C++20 introduces DefaultConstructible lambdas. However, cppreference.com states that this is only for stateless lambdas:

If no captures are specified, the closure type has a defaulted default constructor. Otherwise, it has no default constructor (this includes the case when there is a capture-default, even if it does not actually capture anything).

Why does this not extend to lambdas that capture things that are DefaultConstructible? For instance, why can [p{std::make_unique<int>(0)}](){ return p.get(); } not be DefaultConstructible, where the captured p would be nullptr?
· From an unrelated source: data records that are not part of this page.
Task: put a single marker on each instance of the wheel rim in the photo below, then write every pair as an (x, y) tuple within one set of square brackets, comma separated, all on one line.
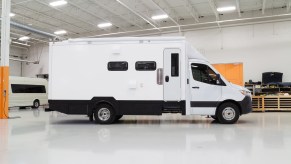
[(36, 104), (228, 113), (104, 114)]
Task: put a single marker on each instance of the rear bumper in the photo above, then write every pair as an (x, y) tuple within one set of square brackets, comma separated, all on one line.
[(246, 105)]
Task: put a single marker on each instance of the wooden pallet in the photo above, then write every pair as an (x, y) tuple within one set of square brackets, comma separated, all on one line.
[(271, 103)]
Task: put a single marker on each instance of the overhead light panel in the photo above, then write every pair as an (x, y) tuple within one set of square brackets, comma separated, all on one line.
[(60, 32), (223, 9), (24, 38), (157, 17), (103, 25), (21, 44), (58, 3)]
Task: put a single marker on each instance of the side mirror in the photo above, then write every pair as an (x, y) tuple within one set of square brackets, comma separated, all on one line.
[(218, 79)]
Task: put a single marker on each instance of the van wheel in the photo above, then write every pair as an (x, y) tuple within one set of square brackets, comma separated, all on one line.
[(214, 117), (118, 117), (35, 104), (104, 114), (228, 113)]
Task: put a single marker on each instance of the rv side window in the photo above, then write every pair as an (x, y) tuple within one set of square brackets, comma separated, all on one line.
[(145, 66), (23, 88), (203, 73), (117, 66), (174, 64)]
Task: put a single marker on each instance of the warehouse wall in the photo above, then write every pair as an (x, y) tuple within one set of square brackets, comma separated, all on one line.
[(38, 52), (261, 48), (15, 67)]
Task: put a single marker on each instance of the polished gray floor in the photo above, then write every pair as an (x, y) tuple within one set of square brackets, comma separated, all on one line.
[(39, 138)]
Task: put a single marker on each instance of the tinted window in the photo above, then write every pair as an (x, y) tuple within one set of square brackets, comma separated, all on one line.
[(117, 66), (145, 66), (23, 88), (175, 64), (203, 73)]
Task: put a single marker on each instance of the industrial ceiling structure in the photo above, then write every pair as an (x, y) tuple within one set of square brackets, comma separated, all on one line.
[(112, 18)]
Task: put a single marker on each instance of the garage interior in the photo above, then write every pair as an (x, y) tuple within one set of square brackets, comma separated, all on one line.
[(247, 41)]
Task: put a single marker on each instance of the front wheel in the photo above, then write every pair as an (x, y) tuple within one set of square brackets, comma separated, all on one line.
[(228, 113), (104, 114), (35, 104)]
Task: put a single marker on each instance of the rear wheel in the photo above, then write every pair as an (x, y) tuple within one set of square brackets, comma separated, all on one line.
[(35, 104), (118, 117), (214, 117), (104, 114), (228, 113)]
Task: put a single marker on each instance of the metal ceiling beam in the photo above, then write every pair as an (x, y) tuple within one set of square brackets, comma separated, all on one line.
[(95, 15), (68, 15), (288, 4), (156, 3), (118, 15), (238, 8), (136, 13), (191, 10), (54, 18), (263, 6)]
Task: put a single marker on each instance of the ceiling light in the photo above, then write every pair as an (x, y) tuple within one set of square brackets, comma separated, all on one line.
[(60, 32), (156, 17), (58, 3), (21, 44), (24, 38), (102, 25), (229, 8)]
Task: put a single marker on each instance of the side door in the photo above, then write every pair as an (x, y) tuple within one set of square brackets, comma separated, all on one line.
[(205, 89), (172, 74)]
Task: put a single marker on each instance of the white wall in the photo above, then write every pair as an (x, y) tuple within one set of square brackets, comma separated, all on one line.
[(261, 48), (38, 52)]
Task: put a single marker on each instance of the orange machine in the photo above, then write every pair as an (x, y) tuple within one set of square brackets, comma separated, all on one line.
[(233, 72)]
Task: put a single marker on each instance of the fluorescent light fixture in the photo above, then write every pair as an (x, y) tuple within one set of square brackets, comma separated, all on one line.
[(24, 38), (60, 32), (157, 17), (58, 3), (23, 44), (229, 8), (102, 25)]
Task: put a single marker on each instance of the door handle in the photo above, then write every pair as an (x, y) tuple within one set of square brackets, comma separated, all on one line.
[(167, 78)]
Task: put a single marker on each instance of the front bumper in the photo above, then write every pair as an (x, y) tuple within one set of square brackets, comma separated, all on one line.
[(246, 105)]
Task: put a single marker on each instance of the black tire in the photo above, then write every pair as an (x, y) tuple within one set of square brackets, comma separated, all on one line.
[(104, 114), (214, 117), (117, 117), (228, 113), (35, 104)]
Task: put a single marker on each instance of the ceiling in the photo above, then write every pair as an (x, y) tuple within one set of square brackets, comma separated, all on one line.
[(133, 17)]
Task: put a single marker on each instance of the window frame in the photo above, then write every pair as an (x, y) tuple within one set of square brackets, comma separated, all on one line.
[(117, 69), (145, 62)]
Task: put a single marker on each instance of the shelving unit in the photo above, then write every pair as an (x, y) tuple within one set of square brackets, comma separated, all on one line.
[(271, 103)]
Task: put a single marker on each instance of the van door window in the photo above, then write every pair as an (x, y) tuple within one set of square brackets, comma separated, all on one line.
[(174, 64), (203, 73)]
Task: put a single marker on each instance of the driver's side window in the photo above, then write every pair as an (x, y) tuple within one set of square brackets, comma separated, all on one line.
[(203, 73)]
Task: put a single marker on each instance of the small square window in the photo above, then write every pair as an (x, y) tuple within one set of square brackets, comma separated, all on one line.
[(117, 66)]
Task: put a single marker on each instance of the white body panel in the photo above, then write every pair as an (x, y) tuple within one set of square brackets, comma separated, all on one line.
[(26, 99)]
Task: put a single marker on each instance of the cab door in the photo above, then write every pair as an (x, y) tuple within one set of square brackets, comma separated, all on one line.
[(205, 89)]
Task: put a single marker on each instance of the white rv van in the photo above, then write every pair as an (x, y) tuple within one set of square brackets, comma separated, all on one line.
[(106, 78), (25, 92)]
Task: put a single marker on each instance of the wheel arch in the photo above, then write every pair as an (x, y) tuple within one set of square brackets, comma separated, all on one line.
[(229, 101)]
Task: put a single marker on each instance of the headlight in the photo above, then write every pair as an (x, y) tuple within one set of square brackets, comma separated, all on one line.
[(246, 93)]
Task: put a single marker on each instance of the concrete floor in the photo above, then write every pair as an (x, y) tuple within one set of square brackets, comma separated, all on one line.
[(45, 138)]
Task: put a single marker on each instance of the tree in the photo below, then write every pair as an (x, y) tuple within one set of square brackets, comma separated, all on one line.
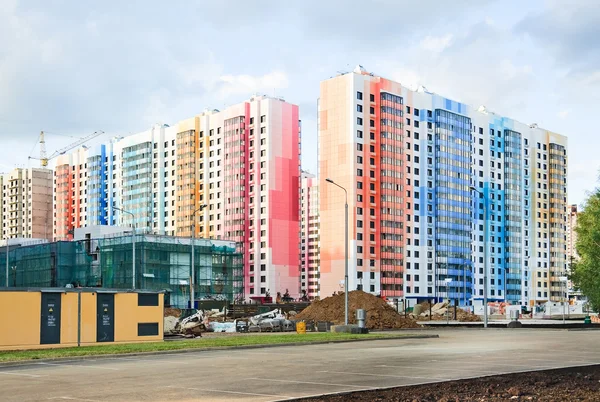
[(585, 273)]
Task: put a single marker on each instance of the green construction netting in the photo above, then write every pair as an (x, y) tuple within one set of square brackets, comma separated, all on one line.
[(162, 263)]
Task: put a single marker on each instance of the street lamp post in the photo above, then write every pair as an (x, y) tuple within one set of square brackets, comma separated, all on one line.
[(193, 280), (563, 282), (7, 250), (485, 315), (448, 280), (132, 241), (346, 265)]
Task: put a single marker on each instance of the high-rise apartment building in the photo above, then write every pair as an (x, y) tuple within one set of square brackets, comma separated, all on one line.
[(435, 189), (242, 163), (26, 203), (309, 235)]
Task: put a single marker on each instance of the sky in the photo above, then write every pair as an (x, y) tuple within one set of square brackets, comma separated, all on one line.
[(72, 68)]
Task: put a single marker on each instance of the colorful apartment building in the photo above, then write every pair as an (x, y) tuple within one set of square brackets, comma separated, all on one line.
[(26, 204), (432, 183), (309, 236), (242, 163)]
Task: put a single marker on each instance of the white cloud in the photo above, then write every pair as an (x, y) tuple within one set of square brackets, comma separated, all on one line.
[(564, 113), (245, 84), (436, 43)]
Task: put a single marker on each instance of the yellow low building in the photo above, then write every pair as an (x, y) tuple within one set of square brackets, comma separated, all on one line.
[(45, 318)]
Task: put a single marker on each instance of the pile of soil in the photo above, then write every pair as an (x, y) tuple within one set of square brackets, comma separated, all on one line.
[(461, 315), (380, 315), (172, 312), (568, 384)]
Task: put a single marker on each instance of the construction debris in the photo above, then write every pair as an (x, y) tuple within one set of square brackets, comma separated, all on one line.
[(442, 311), (380, 315)]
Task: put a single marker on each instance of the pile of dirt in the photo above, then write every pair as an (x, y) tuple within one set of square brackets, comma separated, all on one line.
[(439, 310), (172, 312), (380, 315)]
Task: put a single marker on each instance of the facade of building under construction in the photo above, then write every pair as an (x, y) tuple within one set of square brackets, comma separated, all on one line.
[(162, 263)]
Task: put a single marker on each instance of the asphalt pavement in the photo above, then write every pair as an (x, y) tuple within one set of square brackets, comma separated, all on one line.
[(283, 373)]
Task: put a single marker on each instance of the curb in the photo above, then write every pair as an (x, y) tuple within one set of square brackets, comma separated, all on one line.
[(200, 350)]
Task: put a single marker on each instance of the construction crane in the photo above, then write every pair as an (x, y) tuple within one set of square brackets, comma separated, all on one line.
[(44, 158)]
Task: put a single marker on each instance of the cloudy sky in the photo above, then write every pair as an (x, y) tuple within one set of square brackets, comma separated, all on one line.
[(73, 67)]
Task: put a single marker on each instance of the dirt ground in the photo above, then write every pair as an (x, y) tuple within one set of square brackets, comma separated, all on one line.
[(380, 315), (570, 384)]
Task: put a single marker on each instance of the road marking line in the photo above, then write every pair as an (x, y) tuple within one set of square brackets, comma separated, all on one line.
[(307, 382), (386, 375), (23, 374), (129, 359), (78, 365), (229, 392), (432, 370)]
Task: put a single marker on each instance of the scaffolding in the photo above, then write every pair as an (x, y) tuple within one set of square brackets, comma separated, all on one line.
[(162, 263)]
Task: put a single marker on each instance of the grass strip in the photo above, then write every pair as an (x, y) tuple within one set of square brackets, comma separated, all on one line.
[(202, 343)]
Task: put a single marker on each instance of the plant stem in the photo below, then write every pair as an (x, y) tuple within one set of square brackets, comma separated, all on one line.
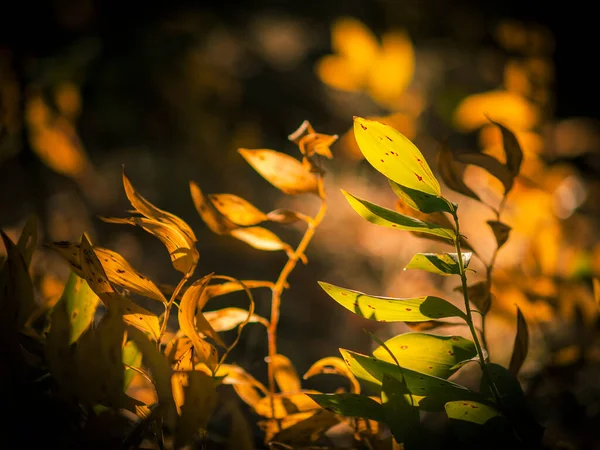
[(463, 279)]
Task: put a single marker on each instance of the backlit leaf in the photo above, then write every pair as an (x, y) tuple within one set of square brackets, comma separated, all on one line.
[(184, 255), (391, 219), (188, 324), (218, 223), (439, 263), (399, 410), (521, 345), (150, 211), (390, 309), (350, 405), (512, 149), (421, 201), (282, 171), (427, 353), (452, 173), (260, 238), (333, 365), (285, 374), (395, 156), (196, 399), (437, 390), (501, 231), (237, 210), (228, 318)]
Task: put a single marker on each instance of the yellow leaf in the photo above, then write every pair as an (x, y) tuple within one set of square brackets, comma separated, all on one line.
[(285, 374), (228, 318), (184, 255), (187, 321), (237, 210), (147, 209), (260, 238), (506, 107), (210, 215), (334, 365), (282, 171)]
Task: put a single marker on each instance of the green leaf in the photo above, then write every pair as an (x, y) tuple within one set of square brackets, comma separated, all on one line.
[(428, 353), (395, 156), (392, 219), (400, 412), (439, 263), (436, 390), (422, 201), (521, 345), (350, 405), (389, 309)]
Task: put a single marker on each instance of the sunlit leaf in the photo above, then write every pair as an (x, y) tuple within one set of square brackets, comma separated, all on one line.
[(237, 210), (421, 201), (399, 410), (390, 309), (150, 211), (521, 345), (188, 325), (184, 255), (427, 353), (439, 263), (437, 390), (452, 173), (196, 399), (396, 157), (28, 239), (333, 365), (281, 170), (350, 405), (260, 238), (218, 223), (228, 318), (391, 219), (512, 149), (285, 374)]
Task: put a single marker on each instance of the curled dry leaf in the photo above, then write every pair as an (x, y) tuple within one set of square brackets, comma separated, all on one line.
[(282, 171), (334, 365)]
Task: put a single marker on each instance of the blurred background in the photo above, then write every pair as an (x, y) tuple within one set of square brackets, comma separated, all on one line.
[(170, 91)]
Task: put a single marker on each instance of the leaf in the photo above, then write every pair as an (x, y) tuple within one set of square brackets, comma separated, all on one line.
[(490, 164), (282, 171), (400, 413), (350, 405), (438, 263), (150, 211), (285, 374), (196, 399), (501, 231), (452, 173), (437, 390), (260, 238), (187, 316), (228, 318), (333, 365), (395, 156), (428, 353), (512, 149), (420, 201), (216, 221), (521, 345), (237, 210), (390, 309), (80, 303), (391, 219), (184, 255), (28, 239)]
Edit: For those asking why we would want this, the behavior only seems natural because one is forced to write something like this when calling standard algorithms that require functors to be default-constructible:

struct S{
  S() = default;
  int* operator()() const { return p.get(); }
  std::unique_ptr<int> p;
};

So, we can pass in S{std::make_unique<int>(0)}, which does the same thing.

It seems like it would be much better to be able to write [p{std::make_unique<int>(0)}](){ return p.get(); } versus creating a struct that does the same thing.

Answer 1

There are two reasons not to do it: conceptual and safety.

Despite the desires of some C++ programmers, lambdas are not meant to be a short syntax for a struct with an overloaded operator(). That is what C++ lambdas are made of, but that's not what lambdas are.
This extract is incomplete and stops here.